Contra ou a favor do Pontal do Estaleiro? A questão não é essa. Esse é o pedaço de carne que o ladrão joga para distrair o cão que vigia o pátio. A questão é saber o que está acontecendo. Por que uma Câmara, que tem a enorme responsabilidade de fazer uma revisão do Plano Diretor da cidade, perde meses discutindo uma questão pontual, que envolve um terreno privado?
Debates, passeatas, atos públicos, liminares, audiências públicas, acusações, denúncias, investigação no Ministério Público, tudo isso para quê? Para que um empreendedor privado faça um bom negócio com um terreno que ele acaba de adquirir? Para recuperar uma área da cidade que está abandonada? Há 15 anos, a área está abandonada. Já se mudou a lei às pressas uma vez, para que ela fosse “urbanizada”, “qualificada”, “revitalizada”, e ela continuou abandonada. Como tantas outras continuam abandonadas.

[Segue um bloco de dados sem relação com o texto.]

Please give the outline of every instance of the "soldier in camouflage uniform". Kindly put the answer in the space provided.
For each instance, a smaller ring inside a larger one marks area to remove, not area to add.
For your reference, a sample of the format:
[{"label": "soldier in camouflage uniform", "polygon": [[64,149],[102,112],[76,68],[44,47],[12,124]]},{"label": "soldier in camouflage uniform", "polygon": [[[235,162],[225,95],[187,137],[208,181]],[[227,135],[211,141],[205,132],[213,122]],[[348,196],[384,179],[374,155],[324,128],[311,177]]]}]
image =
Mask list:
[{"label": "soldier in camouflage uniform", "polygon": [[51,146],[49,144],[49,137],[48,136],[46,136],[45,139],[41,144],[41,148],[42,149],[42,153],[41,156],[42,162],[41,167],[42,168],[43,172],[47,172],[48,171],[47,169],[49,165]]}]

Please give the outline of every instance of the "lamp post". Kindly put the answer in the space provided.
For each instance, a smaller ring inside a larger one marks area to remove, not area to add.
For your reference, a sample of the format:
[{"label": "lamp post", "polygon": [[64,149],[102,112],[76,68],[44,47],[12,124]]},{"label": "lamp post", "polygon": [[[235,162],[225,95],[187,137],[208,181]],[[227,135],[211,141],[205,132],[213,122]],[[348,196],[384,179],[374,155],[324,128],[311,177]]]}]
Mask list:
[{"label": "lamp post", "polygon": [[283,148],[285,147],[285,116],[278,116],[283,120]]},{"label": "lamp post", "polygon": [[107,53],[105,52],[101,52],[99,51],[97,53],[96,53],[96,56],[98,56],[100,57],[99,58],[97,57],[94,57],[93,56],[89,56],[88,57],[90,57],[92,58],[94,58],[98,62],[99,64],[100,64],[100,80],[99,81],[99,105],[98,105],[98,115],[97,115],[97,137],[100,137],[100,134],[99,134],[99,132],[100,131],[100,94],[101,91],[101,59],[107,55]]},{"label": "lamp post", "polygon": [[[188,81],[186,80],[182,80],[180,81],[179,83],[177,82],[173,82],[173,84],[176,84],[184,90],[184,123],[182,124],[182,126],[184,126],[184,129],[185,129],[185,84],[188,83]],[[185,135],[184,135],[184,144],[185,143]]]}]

Ou é para quebrar uma regra que a cidade tem conseguido manter? Há 30 anos, embora com percalços, resiste em Porto Alegre a idéia de preservar a orla como espaço público, talvez o mais valioso numa cidade que tem seus principais parques saturados ou à beira de saturação.
Veja-se a Redenção ou o Parcão nos fins de semana. O Parcão, aliás, é um caso exemplar. Havia um projeto de grandes prédios para aquela área, que pertencia ao antigo Jockey Club. Foi um movimento da comunidade que encontrou eco na Câmara de Vereadores e preservou aquele espaço para ser um parque, hoje consagrado na vida da cidade.
A diferença é que naquela época, em plena ditadura, a cidadania tinha mais voz na mídia do que hoje, quando se diz que estamos numa democracia. E a manipulação dos fatos não era tão escancarada como agora, quando se trata de interesses imobiliários.
Porto Alegre tem um movimento comunitário que é reconhecido no país. Foi destaque numa série do Jornal Nacional sobre o tema. Aqui ele é encoberto com uma capa de silêncio, seus líderes são rotulados como defensores do atraso, inimigos do progresso, satânicos, porque contestam concessões que o poder público faz ao interesse de grupos privados.
Com a cidadania silenciada, a democracia representativa vira farsa. É o risco que estamos correndo nesse processo do Pontal do Estaleiro - desde o vício de origem até esse embrulho lamentável em que estão metidos o senhor prefeito e os senhores vereadores na hora da decisão final. Esse é o problema.